I love how surprising this line is; it scans so purely we don’t immediately note how radical it is. Dawn goes down to day? We might expect day fading to night to be the governing image here, but instead we get the bright blast of sunrise, and all the glorious possibilities it presents, fading into the normal light of another average day (akin to the green of a normal leaf—certainly not bad, but not wondrous, either). So the poem is not just about the Fall, or the passage of time, but about the movement from shocking wonder to mundane reality.
Though I do hope the comment section here will bring together these disparate groups, and some day down the line readers of the Jesuit Media Lab will interact with David Foster Wallace Society people, and we will discover surprising overlaps between, say, fans of Notre Dame football, George Saunders readers, and the Green Brothers’ nerdfighteria community. That’s the ultimate dream anyway :)
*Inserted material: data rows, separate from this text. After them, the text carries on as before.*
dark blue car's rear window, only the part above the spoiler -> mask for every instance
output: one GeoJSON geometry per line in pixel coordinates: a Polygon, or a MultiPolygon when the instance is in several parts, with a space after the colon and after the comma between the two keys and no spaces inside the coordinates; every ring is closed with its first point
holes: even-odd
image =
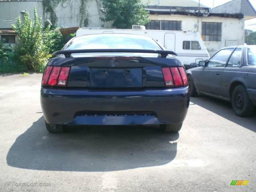
{"type": "Polygon", "coordinates": [[[151,38],[142,35],[97,34],[74,38],[65,50],[74,49],[161,49],[151,38]]]}

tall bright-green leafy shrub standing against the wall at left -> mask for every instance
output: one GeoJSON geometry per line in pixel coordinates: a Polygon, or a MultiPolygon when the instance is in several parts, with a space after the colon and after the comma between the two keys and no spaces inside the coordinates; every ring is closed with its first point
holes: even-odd
{"type": "Polygon", "coordinates": [[[26,11],[23,23],[19,18],[16,25],[13,25],[13,29],[18,36],[14,50],[18,70],[42,72],[47,60],[51,57],[50,48],[47,46],[50,26],[43,31],[42,19],[37,16],[36,8],[34,8],[34,23],[26,11]]]}

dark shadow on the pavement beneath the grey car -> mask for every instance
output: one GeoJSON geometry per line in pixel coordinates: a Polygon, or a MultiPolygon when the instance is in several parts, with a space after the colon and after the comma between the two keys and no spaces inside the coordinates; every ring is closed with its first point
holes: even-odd
{"type": "Polygon", "coordinates": [[[205,95],[191,97],[190,101],[201,106],[202,108],[222,116],[229,121],[256,132],[256,110],[254,110],[254,114],[250,117],[239,117],[233,112],[231,103],[227,101],[222,101],[205,95]]]}

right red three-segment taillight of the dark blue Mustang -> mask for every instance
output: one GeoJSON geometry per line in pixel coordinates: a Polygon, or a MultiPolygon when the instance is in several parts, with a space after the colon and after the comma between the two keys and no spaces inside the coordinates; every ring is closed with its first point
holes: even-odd
{"type": "Polygon", "coordinates": [[[188,86],[187,74],[184,67],[163,67],[162,72],[166,87],[188,86]]]}

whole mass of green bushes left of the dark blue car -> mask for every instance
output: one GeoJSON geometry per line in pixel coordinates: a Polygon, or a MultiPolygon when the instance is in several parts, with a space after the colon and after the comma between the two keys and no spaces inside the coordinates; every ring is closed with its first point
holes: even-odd
{"type": "Polygon", "coordinates": [[[59,28],[42,27],[42,19],[34,8],[34,23],[26,11],[23,23],[13,25],[18,41],[16,47],[0,42],[0,72],[42,72],[51,53],[61,50],[74,34],[62,36],[59,28]]]}

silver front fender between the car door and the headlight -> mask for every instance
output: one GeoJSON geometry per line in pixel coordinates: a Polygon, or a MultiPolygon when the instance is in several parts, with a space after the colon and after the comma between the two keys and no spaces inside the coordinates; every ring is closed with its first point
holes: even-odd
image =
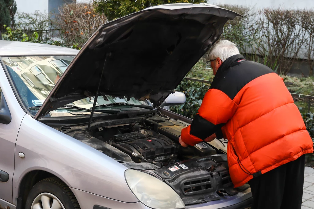
{"type": "Polygon", "coordinates": [[[28,172],[43,170],[69,187],[123,202],[137,202],[125,181],[126,169],[96,149],[26,115],[16,141],[13,196],[18,196],[20,182],[28,172]],[[25,158],[20,158],[19,152],[25,158]]]}

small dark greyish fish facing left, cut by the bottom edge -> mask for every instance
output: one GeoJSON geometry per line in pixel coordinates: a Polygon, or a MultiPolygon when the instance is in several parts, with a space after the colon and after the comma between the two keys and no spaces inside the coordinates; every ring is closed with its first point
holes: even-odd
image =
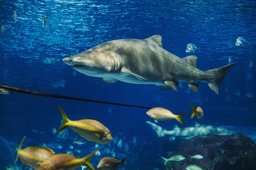
{"type": "Polygon", "coordinates": [[[115,157],[104,157],[101,159],[101,161],[99,161],[97,169],[111,170],[118,168],[119,165],[126,167],[126,165],[124,164],[124,160],[125,157],[122,160],[118,160],[115,157]]]}

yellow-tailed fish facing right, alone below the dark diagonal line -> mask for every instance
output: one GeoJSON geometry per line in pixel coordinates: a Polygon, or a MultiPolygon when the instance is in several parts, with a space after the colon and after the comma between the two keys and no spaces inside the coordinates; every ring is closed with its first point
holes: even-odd
{"type": "Polygon", "coordinates": [[[106,144],[113,141],[110,130],[99,123],[99,121],[87,119],[71,121],[69,118],[67,118],[62,108],[59,105],[57,106],[62,113],[63,123],[60,125],[60,128],[56,131],[56,133],[70,127],[77,135],[94,143],[106,144]]]}

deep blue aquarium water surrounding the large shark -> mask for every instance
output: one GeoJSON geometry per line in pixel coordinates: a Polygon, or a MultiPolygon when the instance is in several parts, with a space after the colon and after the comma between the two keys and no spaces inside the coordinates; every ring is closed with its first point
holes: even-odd
{"type": "MultiPolygon", "coordinates": [[[[56,95],[164,107],[174,114],[189,112],[183,118],[186,127],[198,121],[203,125],[228,126],[255,137],[255,7],[255,1],[3,0],[0,21],[5,29],[0,36],[0,84],[56,95]],[[14,10],[19,16],[17,22],[13,22],[14,10]],[[46,27],[42,27],[44,15],[49,19],[46,27]],[[185,83],[180,83],[178,93],[173,89],[162,91],[155,85],[103,84],[101,79],[74,72],[62,62],[62,58],[103,42],[153,35],[161,35],[163,48],[180,58],[196,55],[200,70],[218,68],[229,61],[237,65],[231,68],[216,95],[205,83],[200,84],[198,94],[185,83]],[[246,42],[236,46],[239,37],[246,42]],[[200,51],[186,52],[189,43],[194,43],[200,51]],[[53,61],[49,64],[46,58],[53,61]],[[191,102],[203,108],[205,116],[201,120],[190,119],[191,102]]],[[[113,137],[119,134],[123,143],[129,144],[128,152],[113,143],[100,146],[101,155],[92,158],[94,167],[102,157],[110,156],[104,153],[104,148],[115,148],[119,159],[126,156],[126,169],[164,169],[160,156],[167,157],[169,139],[157,139],[157,134],[146,124],[153,121],[146,114],[148,109],[14,93],[0,97],[0,134],[13,149],[27,135],[30,140],[25,140],[22,148],[45,143],[54,145],[56,153],[66,153],[76,134],[69,128],[69,137],[64,141],[56,140],[52,134],[52,128],[58,128],[61,121],[56,104],[71,120],[98,120],[110,129],[113,137]],[[132,143],[134,136],[136,144],[132,143]],[[58,145],[62,149],[56,148],[58,145]]],[[[181,127],[175,120],[160,121],[158,125],[167,129],[173,125],[181,127]]],[[[95,150],[95,143],[86,142],[83,146],[74,144],[81,150],[74,155],[84,157],[95,150]]],[[[6,164],[1,161],[0,169],[4,169],[6,164]]],[[[17,164],[21,165],[21,161],[17,164]]]]}

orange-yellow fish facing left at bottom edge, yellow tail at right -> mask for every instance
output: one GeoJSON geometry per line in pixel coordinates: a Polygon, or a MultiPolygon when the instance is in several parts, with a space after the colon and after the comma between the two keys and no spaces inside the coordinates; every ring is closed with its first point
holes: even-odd
{"type": "Polygon", "coordinates": [[[87,168],[95,170],[90,164],[90,159],[93,157],[95,150],[86,157],[78,158],[69,154],[58,154],[44,161],[37,170],[46,170],[46,169],[62,169],[62,170],[74,170],[78,167],[84,165],[87,168]]]}

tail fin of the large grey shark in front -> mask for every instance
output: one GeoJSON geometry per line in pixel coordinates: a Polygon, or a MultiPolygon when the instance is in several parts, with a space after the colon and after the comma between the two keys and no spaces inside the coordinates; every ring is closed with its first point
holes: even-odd
{"type": "Polygon", "coordinates": [[[219,84],[225,79],[226,74],[229,72],[230,68],[237,63],[232,63],[230,65],[221,66],[212,70],[207,70],[205,73],[209,75],[210,80],[207,81],[208,86],[215,92],[219,93],[219,84]]]}

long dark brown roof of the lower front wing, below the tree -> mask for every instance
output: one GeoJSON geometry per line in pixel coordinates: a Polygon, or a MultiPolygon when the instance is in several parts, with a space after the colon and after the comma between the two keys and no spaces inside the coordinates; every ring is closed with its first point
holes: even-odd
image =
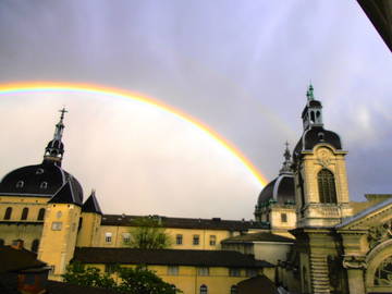
{"type": "Polygon", "coordinates": [[[273,267],[270,262],[256,260],[253,255],[225,250],[77,247],[75,249],[74,259],[83,264],[241,268],[273,267]]]}

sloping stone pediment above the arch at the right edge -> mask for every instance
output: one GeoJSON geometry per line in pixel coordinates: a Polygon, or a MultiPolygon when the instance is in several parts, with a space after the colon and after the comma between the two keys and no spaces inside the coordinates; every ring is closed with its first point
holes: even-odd
{"type": "Polygon", "coordinates": [[[335,228],[341,230],[370,230],[392,221],[392,198],[379,203],[359,213],[345,219],[335,228]]]}

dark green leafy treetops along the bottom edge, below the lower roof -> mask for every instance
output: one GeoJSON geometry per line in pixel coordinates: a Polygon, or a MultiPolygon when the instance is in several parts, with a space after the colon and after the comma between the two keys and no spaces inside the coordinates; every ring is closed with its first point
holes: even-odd
{"type": "Polygon", "coordinates": [[[114,272],[121,278],[120,283],[108,273],[101,273],[94,267],[85,267],[81,262],[72,262],[66,267],[66,273],[63,274],[64,282],[85,285],[98,286],[117,291],[122,294],[176,294],[182,293],[173,284],[164,282],[155,274],[154,271],[145,269],[142,266],[136,268],[117,267],[114,272]]]}

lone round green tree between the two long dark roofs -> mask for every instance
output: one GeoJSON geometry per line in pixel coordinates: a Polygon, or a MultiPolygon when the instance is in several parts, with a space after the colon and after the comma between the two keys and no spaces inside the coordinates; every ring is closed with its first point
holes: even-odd
{"type": "Polygon", "coordinates": [[[171,245],[170,235],[154,217],[134,220],[135,228],[130,231],[131,240],[126,244],[132,248],[163,249],[171,245]]]}

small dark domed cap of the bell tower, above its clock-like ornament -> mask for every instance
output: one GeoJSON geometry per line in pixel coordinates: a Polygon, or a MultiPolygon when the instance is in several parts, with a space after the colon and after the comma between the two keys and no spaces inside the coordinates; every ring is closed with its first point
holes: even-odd
{"type": "Polygon", "coordinates": [[[295,146],[293,152],[294,161],[301,156],[303,150],[313,150],[317,144],[321,143],[327,143],[338,150],[342,149],[342,142],[336,133],[324,130],[322,126],[313,126],[304,132],[295,146]]]}

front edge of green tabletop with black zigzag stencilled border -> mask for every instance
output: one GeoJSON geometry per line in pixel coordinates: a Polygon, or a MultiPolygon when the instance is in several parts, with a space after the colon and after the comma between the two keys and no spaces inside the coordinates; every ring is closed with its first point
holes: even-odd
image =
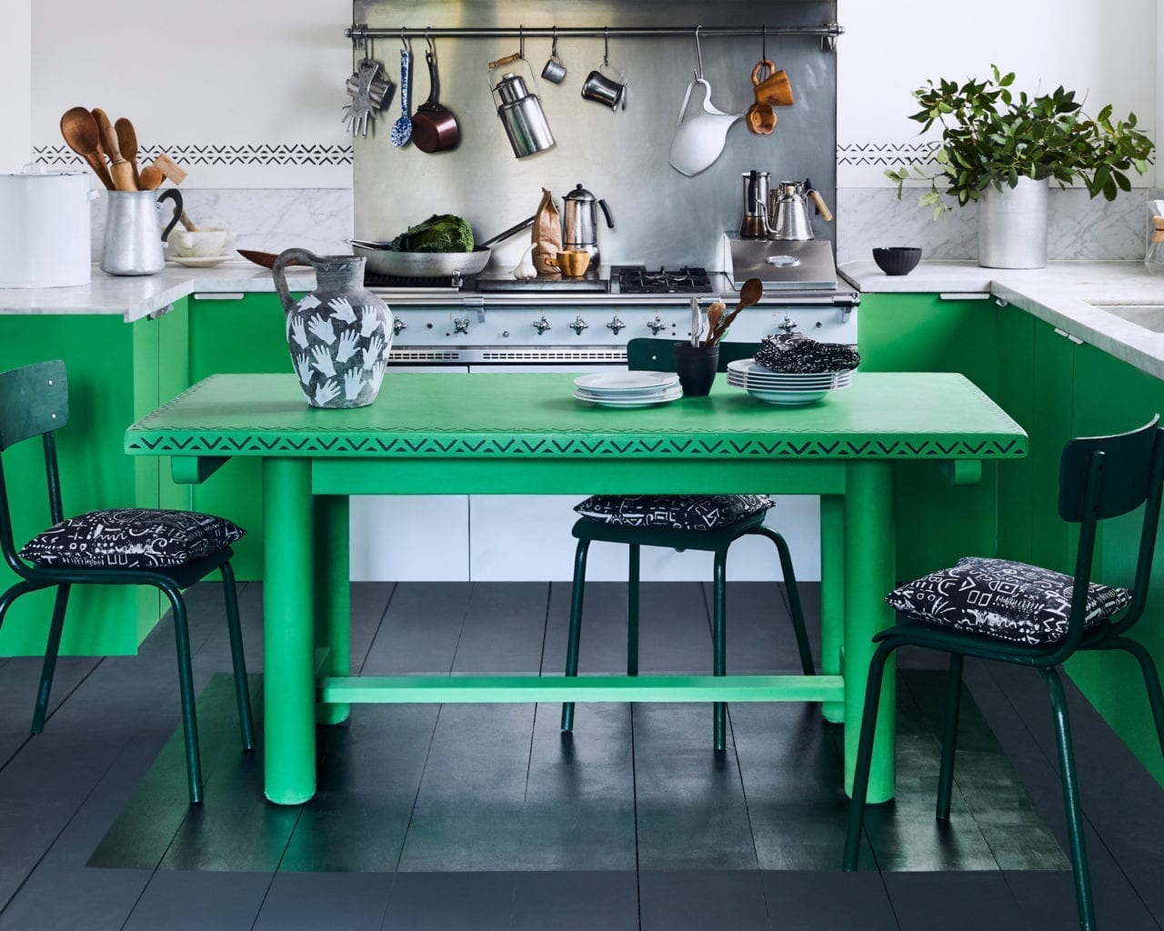
{"type": "Polygon", "coordinates": [[[236,433],[173,436],[169,432],[137,431],[126,440],[128,453],[179,456],[232,456],[239,454],[354,457],[477,459],[1017,459],[1027,455],[1025,438],[914,440],[885,436],[868,440],[833,438],[707,436],[701,439],[625,436],[530,436],[468,434],[457,436],[392,436],[343,433],[306,436],[271,433],[236,433]]]}

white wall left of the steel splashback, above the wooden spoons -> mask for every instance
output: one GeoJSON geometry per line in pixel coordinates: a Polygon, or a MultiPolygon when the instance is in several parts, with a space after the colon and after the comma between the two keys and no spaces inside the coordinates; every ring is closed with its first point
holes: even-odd
{"type": "Polygon", "coordinates": [[[41,161],[61,154],[61,114],[79,105],[133,120],[142,148],[190,172],[185,187],[350,187],[350,2],[17,2],[31,9],[41,161]]]}

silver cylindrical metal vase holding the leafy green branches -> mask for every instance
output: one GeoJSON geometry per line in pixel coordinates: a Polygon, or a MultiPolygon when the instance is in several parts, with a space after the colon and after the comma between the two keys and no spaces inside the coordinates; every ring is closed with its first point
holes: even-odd
{"type": "Polygon", "coordinates": [[[988,185],[978,200],[978,264],[988,269],[1046,265],[1046,178],[1017,187],[988,185]]]}

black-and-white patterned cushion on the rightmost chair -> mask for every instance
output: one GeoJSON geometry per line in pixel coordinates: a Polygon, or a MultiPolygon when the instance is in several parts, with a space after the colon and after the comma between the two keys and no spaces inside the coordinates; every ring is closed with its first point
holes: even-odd
{"type": "MultiPolygon", "coordinates": [[[[894,589],[885,599],[927,624],[1045,646],[1067,635],[1073,584],[1071,576],[1037,566],[965,556],[950,569],[894,589]]],[[[1130,602],[1128,589],[1092,583],[1084,628],[1102,623],[1130,602]]]]}

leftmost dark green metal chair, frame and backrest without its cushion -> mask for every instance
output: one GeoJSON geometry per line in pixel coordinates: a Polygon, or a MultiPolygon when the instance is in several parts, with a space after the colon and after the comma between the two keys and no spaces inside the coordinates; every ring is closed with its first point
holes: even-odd
{"type": "MultiPolygon", "coordinates": [[[[49,518],[51,524],[63,519],[61,500],[61,477],[57,467],[56,432],[69,422],[69,388],[65,364],[59,360],[26,365],[0,374],[0,454],[23,440],[40,436],[44,447],[44,466],[48,478],[49,518]]],[[[130,468],[128,464],[126,468],[130,468]]],[[[22,493],[27,490],[22,489],[22,493]]],[[[132,513],[129,519],[132,519],[132,513]]],[[[190,784],[190,802],[203,801],[201,761],[198,749],[198,719],[194,711],[193,675],[190,666],[190,637],[186,621],[186,605],[183,589],[200,582],[214,570],[222,574],[226,594],[227,626],[230,635],[230,655],[234,666],[235,698],[239,706],[239,723],[242,745],[254,749],[254,723],[250,712],[250,695],[247,690],[247,668],[242,649],[242,632],[239,625],[239,603],[235,594],[234,571],[229,546],[203,559],[180,566],[143,568],[118,568],[115,566],[74,568],[27,563],[16,549],[13,539],[12,513],[8,490],[5,484],[3,457],[0,455],[0,553],[5,562],[20,576],[20,581],[0,595],[0,623],[20,596],[41,589],[56,588],[56,602],[49,625],[48,644],[41,683],[33,712],[33,733],[44,730],[49,691],[56,669],[61,632],[64,626],[69,592],[74,584],[90,585],[152,585],[170,600],[173,609],[173,632],[178,649],[178,685],[182,697],[182,724],[185,735],[186,775],[190,784]]]]}

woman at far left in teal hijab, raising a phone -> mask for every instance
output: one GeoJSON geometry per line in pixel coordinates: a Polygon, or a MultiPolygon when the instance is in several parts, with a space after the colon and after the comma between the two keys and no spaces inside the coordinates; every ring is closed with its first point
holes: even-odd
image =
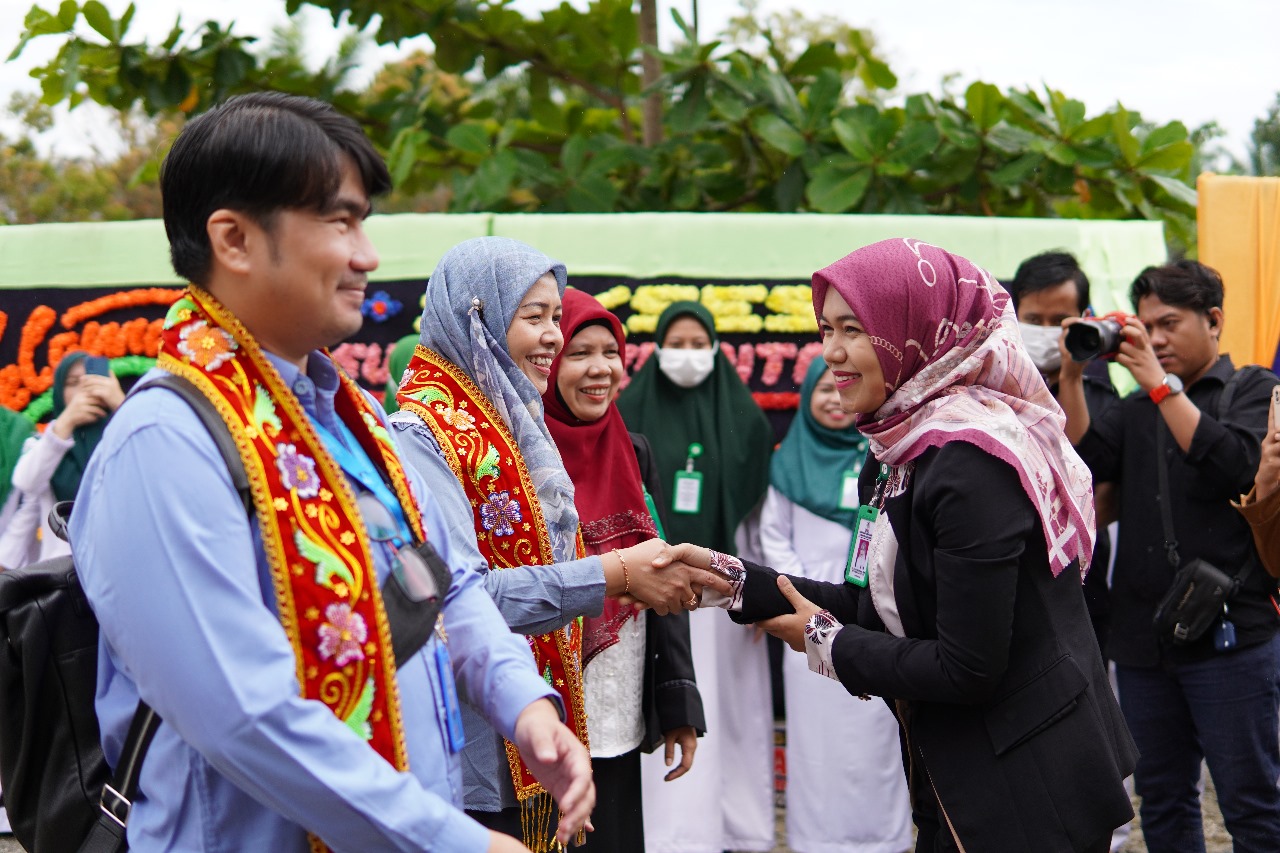
{"type": "MultiPolygon", "coordinates": [[[[70,546],[49,528],[49,511],[59,501],[72,501],[88,457],[102,439],[106,420],[122,402],[124,391],[108,369],[106,359],[68,352],[54,370],[54,420],[40,437],[29,438],[13,469],[13,487],[23,502],[38,505],[40,560],[70,553],[70,546]]],[[[4,540],[35,535],[10,525],[4,540]]],[[[3,549],[3,548],[0,548],[3,549]]],[[[14,566],[9,566],[13,569],[14,566]]]]}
Mike- I’m excited to read what you have to write in the weeks/years ahead. Your post reminds me of a feeling i had at some point during the COVID lockdown. I had this sense that as time passes it will surely be remembered as hard/terrible etc.. but in that moment I was seeing the little gold in the time we spent together as a family and the family book club we had created. I made a note in my notes app to help me remember that feeling since i thought with time it might be washed away in my memory by the bigger waves of the pandemic.
Looking forward to what you write!
I keep turning over in my head how you start this reflection by mentioning memorizing poems. And how I don’t think I have a single entire poem memorized. Maybe a really short shel Silverstein (hug of war?) is in there somewhere. Some scripture. But what I mostly have memorized is 1) every song my parents or aunts or uncles sang at bedtime or campfires, 2) 1980s-90s hymnody, 3) all of my dialogue from shows I was in [redacted] years ago, and 4) entire children’s books. ‘I am a bunny. My name is Nicholas and I live in a hollow tree...’ Apparently I have to recite/sing something umpteen times for it to stick.